FIG. 1 is a partial perspective view of a tandem suspension system according to an embodiment of the present invention, FIG. 2 is a cross-sectional view of a central bushing according to the present invention showing the bushing in an unloaded state, and FIG. 3 is a conical suspension according to an embodiment of the present invention. FIG. 4 is a cross-sectional view similar to FIG. 2 showing the bushing under stress; FIG. 4 is a cross-sectional view showing another embodiment of the bushing under conical stress; FIG. 1 is a schematic diagram of a tandem suspension showing an axle and a wheel riding on a bump; FIG. 11, 12...equalized beam, 15, 16...

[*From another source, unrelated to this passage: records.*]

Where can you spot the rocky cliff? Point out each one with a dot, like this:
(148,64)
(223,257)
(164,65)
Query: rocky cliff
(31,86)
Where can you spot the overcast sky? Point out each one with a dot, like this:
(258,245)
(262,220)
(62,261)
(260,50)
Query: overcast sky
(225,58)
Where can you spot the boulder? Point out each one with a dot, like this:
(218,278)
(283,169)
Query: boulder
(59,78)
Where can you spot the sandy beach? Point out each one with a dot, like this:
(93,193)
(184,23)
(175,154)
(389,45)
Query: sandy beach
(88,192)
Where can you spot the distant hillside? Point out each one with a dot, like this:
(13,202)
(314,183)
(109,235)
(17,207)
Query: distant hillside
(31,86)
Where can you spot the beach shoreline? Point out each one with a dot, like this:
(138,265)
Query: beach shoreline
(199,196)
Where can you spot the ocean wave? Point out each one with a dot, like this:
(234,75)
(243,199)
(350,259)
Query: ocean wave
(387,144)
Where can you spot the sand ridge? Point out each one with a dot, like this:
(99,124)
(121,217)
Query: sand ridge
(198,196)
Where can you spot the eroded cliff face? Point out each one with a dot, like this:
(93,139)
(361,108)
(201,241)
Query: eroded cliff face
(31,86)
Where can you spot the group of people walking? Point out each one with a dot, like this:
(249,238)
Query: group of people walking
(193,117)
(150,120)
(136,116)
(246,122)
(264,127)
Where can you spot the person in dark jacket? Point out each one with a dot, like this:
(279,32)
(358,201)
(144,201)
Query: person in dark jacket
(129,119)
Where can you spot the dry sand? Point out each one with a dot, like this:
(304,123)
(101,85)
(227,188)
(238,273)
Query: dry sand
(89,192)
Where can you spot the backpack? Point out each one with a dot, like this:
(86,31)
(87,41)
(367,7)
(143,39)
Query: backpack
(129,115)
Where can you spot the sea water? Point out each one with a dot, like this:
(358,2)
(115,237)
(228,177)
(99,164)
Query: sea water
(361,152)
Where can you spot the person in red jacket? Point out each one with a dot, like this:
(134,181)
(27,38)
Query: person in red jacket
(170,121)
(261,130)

End bracket, 19...Central bushing, 24
...Inner sleeve, 30...Outer sleeve,
31...Insert body.

Claims (1)

[Claims for Utility Model Registration] (1) (a) a pair of parallel equalizing beams, (b) supporting means for supporting the ends of each of the equalizing beams, and (c) each of the supporting means. end brackets mounted on a pair of connected isolated parallel transverse axles;
(d) a central bushing disposed in the center of each said equalizing beam; and (e) frame bracket means connected to said equalizing beam by said central bushing, each said central bushing comprising: It consists of an inner cylindrical sleeve, an outer cylindrical sleeve, and a cylindrical elastomer insert inserted between and bonded to the two cylindrical sleeves, the elastomer insert being a first portion that occupies almost the entire space between the two cylindrical sleeves and is in a radially compressed state; and a second portion having an annular end that is directionally and radially unrestricted. (2) A utility model registration claim characterized in that one of the cylindrical sleeves is radially deformed over its entire axial length to place the elastomer insert in a radially compressed state. The tandem suspension system according to claim 1. (3) The tandem suspension system according to claim 1, wherein the elastomer insert is compressed in the direction of its wall thickness at least to the extent that shrinkage stress is removed. (4) The tandem suspension device according to claim 1, wherein the axial length of the elastomer insert is at least 12 times the thickness of the elastomer insert. (5) The tandem according to claim 1, wherein the inner cylindrical sleeve is stretched to a tensioned state, and the elastomer insert is in a compressed state. Suspension system. (6) The tandem suspension system according to claim 5, wherein the elastomer insert is compressed in the direction of its wall thickness at least to the extent that shrinkage stress is removed. (7) The tandem suspension system according to claim 5, wherein the axial length of the elastomer insert is at least 12 times the thickness thereof.